Prof. X: So, young man, how can we -
Angel:  I've got WINGS!
Prof. X:  Yes, I can see that.  As I was -
Angel: I can FLY!
Prof X: The one does imply the other.  Perhaps -
Angel:  I've got WINGS and I can FLY!
Prof. X: Mister Worthington, what else can you do?
Angel: What, besides FLY with my WINGS?
Prof. X: Yes.
Angel: I can whittle a rabbit out of a block of wood.
Image result for angel x-men
See 1) below
Quite.  Anyway, what are the downsides to having a giant pair of wings sprouting from your back?
     1)  Confined spaces.  With wings unfurled, Angel takes up an awful lot of space.
     2)  Mites, ticks and lice.  Cleanliness, Warren, cleanliness!
     3) Hunters.  This is America^^.  Everyone has a gun.  Angel looks like a bird.  Do the math.  Bird shot, buck shot, all bad shot.
     4)  Territorial raptors.  Sam the Bald Eagle might take offence at this large, strange bird that has come trespassing into his aerial domain ...

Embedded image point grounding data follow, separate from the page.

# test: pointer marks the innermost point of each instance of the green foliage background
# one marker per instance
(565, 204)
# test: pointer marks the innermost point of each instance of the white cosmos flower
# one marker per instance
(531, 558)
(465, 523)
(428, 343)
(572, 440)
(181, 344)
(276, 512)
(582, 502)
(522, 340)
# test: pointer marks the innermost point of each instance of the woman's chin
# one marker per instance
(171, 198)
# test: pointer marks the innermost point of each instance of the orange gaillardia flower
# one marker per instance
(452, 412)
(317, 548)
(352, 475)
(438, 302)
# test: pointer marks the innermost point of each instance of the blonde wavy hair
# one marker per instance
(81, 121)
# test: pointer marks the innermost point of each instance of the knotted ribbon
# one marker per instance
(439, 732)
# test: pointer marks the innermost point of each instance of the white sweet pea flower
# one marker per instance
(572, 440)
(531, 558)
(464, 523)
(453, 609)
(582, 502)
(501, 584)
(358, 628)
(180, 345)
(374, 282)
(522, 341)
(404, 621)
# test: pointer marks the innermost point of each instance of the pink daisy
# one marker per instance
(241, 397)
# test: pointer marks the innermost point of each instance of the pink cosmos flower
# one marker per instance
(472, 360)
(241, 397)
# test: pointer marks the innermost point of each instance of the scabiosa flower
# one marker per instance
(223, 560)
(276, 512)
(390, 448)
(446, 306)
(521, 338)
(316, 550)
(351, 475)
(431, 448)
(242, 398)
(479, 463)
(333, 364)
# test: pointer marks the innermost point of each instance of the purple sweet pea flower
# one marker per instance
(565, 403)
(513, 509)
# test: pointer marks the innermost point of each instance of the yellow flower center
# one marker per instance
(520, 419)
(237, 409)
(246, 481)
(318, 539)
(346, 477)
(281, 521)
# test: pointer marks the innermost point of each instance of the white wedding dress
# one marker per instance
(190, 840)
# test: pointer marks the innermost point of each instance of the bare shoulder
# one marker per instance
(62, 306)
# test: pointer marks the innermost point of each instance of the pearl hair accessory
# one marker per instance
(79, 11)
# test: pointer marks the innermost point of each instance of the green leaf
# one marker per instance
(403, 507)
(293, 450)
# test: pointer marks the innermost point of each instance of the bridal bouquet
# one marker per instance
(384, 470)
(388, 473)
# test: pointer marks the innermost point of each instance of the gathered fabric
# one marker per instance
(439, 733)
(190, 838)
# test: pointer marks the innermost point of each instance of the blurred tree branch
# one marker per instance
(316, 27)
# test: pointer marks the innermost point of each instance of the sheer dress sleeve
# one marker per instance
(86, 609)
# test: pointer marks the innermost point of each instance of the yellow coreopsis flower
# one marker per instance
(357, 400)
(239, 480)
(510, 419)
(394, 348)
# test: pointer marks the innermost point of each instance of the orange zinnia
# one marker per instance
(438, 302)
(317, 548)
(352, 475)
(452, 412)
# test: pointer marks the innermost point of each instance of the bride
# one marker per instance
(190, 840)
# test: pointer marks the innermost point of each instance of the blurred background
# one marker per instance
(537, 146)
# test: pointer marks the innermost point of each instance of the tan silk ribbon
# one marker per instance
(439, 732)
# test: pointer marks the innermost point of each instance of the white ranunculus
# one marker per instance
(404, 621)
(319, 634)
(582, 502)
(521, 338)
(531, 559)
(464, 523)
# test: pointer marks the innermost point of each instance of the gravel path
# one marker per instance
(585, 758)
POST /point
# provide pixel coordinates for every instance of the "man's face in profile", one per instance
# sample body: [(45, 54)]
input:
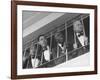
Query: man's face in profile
[(78, 27), (42, 41), (59, 38)]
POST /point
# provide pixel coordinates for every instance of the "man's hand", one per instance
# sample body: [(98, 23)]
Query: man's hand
[(75, 46), (85, 40)]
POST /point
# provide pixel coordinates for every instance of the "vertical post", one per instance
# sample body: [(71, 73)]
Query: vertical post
[(41, 59), (66, 52), (50, 44), (57, 51), (83, 26), (36, 54)]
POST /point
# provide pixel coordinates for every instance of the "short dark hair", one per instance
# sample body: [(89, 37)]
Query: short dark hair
[(40, 36)]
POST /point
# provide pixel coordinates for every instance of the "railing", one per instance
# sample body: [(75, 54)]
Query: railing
[(72, 54)]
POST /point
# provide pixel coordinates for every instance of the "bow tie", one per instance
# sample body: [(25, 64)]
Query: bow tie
[(45, 48), (80, 34)]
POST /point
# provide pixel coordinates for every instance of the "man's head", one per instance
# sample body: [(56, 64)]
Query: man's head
[(42, 41), (59, 37), (33, 50), (77, 25)]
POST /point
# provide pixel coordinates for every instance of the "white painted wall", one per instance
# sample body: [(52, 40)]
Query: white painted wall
[(5, 41)]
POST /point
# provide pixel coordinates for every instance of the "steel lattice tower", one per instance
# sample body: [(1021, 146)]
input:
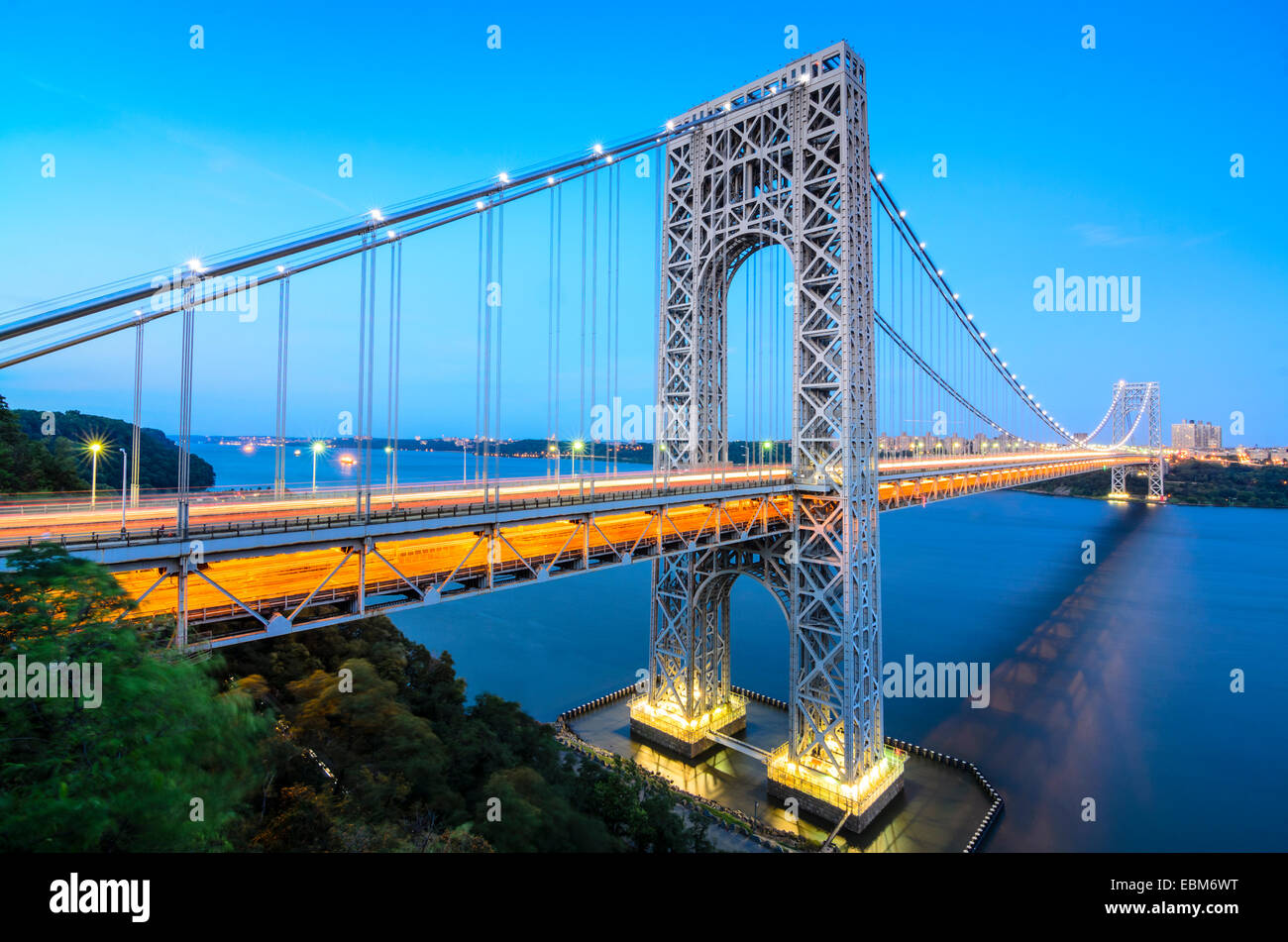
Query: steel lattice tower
[(789, 166), (1134, 403)]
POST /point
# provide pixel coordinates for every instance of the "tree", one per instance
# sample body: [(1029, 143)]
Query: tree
[(159, 766)]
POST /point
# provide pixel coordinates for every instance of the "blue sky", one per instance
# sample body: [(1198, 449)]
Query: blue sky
[(1113, 161)]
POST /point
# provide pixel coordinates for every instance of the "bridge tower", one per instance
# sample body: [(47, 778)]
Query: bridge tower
[(789, 164), (1136, 403)]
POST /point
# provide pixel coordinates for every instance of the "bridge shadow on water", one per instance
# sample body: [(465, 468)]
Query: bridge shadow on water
[(1057, 712)]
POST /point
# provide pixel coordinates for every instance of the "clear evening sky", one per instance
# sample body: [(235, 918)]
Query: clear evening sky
[(1113, 161)]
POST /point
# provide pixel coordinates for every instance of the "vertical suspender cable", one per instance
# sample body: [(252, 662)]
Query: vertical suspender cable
[(550, 331), (138, 409), (558, 310), (617, 319), (390, 446), (581, 378), (370, 427), (500, 306), (397, 368), (487, 354), (593, 305), (362, 362), (478, 354)]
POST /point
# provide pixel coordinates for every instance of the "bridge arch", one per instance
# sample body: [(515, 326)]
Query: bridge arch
[(789, 164)]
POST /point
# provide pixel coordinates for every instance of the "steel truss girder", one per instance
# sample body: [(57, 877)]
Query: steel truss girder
[(498, 558), (790, 167)]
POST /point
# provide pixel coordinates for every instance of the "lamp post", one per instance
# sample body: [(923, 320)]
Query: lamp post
[(318, 447), (94, 448)]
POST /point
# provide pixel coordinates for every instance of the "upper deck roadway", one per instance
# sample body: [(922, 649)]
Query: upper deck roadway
[(274, 559)]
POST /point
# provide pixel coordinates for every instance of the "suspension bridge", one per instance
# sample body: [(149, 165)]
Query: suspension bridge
[(867, 386)]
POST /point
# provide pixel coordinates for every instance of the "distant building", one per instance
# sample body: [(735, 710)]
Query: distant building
[(1196, 437)]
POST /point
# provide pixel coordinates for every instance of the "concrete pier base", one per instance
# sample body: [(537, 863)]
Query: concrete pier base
[(669, 732), (824, 809)]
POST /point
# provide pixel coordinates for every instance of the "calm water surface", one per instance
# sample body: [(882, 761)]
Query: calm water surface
[(1109, 680)]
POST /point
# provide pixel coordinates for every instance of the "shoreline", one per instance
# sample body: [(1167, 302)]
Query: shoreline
[(1136, 499)]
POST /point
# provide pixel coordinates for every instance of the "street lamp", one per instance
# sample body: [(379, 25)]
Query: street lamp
[(318, 447), (94, 448)]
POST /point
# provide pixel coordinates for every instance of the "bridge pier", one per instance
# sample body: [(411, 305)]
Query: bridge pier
[(688, 690)]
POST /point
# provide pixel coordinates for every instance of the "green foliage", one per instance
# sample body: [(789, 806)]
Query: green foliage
[(416, 769), (121, 777), (30, 465), (59, 461), (334, 740)]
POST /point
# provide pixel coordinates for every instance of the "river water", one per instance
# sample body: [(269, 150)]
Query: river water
[(1109, 680)]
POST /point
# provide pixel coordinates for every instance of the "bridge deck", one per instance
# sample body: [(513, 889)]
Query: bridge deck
[(277, 562)]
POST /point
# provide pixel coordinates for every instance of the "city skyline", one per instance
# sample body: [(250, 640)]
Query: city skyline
[(1089, 203)]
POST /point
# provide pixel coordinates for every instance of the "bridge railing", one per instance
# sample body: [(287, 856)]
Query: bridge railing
[(108, 507), (511, 495)]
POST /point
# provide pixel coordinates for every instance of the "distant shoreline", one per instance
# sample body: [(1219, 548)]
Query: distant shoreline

     5)  Low-flying aircraft.  Angel is softer and bruises more easily than anything else in the air.
     6) The Federal Aviation Authority.  He isn't a bird so he must be a plane.  Therefore - TAXES!
Image result for angel x-men
"Look, I want to re-negotiate my landing fees."
       Hoorah!
I did worry about that Lychee Ice Cream I made last night, as it didn't thicken up in the ice-cream maker at all.  Would it merely sit and turn into semi-liquid slop in the freezer overnight?
No!
     As you can clearly see, that's a spoon standing up in the mix.  Which is cloyingly sweet, by the way, even for Conrad, so best eaten a little at a time.



* Mister Hand says "Who does he think he's kidding?"
* Just to ensure nobody can identify anything and no I'm not paranoid just careful
** I do hope you cross-check your 17th Edition with these page numbers.
*** Please!  Never "Gazzer"
^ What an awesome job.  Getting paid to muck about with tanks.
^^ Actually this is Royton, but you get my point.